The annual Christmas Bird Count continues across America this week. The 113th for-the-birds annual census attracts thousands of volunteers nationwide to the holiday tradition. The count continues through Saturday, Jan. 5, and for the first time, it's free (participant used to pay $5 to cover mailing and processing, but because the count is handled digitally now, participants can register online for free).
Boise held its bird count on Dec. 15. Counts have also already occured in Coeur d'Alene, Garden Valley, Idaho Falls, Lewiston, Nampa (which was held Saturday), Pocatello and Twin Falls, but counts are still slated for Bonners Ferry, Bruneau, Buhl, Spirit Lake and Trapper Creek.
The Audubon Society and other organizations use data collected in the nation's longest running wildlife census to assess the health of bird populations and to help guide conservation action.
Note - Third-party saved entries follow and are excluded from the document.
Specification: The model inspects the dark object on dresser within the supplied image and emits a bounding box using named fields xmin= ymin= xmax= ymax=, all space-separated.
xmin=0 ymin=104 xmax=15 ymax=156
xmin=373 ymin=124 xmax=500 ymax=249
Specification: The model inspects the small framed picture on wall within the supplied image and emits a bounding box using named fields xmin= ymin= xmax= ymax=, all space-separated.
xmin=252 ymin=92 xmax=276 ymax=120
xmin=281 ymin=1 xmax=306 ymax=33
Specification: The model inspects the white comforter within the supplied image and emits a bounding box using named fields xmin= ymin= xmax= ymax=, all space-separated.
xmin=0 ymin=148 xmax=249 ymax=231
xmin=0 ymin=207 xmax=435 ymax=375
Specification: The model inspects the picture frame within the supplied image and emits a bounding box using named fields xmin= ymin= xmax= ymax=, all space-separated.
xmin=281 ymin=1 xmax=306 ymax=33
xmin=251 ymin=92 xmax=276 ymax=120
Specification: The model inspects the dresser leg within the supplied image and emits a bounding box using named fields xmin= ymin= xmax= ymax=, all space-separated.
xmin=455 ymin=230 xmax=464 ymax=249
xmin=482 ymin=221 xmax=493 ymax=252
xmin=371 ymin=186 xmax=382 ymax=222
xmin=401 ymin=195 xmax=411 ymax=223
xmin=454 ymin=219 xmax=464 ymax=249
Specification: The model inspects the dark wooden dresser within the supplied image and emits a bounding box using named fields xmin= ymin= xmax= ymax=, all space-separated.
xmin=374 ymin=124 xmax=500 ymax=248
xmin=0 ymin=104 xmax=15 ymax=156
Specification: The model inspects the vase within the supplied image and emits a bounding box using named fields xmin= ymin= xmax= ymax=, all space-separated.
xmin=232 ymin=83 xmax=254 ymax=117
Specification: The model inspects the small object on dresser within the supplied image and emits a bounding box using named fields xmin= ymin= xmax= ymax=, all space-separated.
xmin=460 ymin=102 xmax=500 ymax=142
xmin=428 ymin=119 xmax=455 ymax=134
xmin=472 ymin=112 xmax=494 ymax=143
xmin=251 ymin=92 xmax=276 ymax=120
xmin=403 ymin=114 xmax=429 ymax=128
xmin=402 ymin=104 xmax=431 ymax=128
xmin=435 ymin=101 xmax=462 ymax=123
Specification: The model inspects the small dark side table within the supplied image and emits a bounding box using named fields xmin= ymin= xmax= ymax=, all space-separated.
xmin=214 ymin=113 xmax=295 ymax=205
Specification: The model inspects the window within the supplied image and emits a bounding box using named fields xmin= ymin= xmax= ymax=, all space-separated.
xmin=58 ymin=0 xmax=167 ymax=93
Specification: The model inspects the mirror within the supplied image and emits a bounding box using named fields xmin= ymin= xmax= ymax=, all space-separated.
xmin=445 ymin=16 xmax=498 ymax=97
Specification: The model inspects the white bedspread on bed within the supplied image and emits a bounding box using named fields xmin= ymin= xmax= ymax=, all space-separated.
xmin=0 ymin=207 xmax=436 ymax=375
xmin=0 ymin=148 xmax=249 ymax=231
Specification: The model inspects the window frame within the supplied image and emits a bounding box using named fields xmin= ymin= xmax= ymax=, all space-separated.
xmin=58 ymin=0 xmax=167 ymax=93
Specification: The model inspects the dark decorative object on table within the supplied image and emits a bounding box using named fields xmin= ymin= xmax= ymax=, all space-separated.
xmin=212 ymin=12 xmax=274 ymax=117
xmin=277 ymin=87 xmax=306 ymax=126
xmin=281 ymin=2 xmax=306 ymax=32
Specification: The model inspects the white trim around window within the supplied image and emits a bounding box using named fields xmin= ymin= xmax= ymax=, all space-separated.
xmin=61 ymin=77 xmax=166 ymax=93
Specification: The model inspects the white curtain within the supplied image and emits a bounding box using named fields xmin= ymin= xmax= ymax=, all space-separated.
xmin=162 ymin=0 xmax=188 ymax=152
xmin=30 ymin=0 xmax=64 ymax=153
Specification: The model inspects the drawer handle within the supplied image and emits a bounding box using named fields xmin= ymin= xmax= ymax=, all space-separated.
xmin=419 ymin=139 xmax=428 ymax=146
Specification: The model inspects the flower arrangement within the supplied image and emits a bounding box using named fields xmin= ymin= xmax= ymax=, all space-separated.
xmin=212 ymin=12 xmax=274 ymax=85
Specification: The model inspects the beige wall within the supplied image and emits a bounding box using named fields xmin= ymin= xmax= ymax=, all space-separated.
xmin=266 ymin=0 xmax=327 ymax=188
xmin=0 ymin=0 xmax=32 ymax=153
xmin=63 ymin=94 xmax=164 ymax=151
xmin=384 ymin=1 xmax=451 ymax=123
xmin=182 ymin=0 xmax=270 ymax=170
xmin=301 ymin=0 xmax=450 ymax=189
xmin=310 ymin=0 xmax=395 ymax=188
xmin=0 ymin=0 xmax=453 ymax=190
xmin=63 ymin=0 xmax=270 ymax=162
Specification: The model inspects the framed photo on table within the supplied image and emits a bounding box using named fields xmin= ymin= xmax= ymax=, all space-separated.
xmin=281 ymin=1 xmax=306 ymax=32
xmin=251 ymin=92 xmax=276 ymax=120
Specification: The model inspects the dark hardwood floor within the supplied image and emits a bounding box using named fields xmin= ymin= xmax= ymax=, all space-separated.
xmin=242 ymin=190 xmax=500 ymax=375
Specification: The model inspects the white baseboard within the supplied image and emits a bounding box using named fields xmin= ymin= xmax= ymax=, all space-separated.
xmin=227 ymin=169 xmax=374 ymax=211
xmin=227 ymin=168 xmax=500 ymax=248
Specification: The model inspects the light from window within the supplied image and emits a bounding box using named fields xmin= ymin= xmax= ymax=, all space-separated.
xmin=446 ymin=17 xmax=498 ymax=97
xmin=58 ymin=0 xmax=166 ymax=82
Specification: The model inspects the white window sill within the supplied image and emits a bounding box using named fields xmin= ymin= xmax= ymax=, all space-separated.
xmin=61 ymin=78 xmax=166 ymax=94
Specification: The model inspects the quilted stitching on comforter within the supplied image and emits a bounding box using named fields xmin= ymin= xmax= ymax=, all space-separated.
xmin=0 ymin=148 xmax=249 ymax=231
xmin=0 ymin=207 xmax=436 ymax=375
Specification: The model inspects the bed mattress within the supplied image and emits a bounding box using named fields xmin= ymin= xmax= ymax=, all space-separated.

The project started more than a century ago to counter the tradition of shooting birds around Christmastime. It has evolved into the longest running citizen science project in the world. Volunteers are asked to note all the birds they see in a specified 15-mile-wide radius and submit the data to Audubon.
Last year's Christmas Bird Count in Boise found an abundance of canadian geese, mallards, ring-necked ducks, goldeneyes, quail, kestrels, pigeons, doves, crows, magpies, flickers, chickadees, starlings, robins, waxwings, sparrows, juncos and finches.
Fifty-one participants watched for 97 hours during the 2011 Boise count, reporting more than 80 separate species.
Boise citizens have participated in each of the bird count's 113 annual events.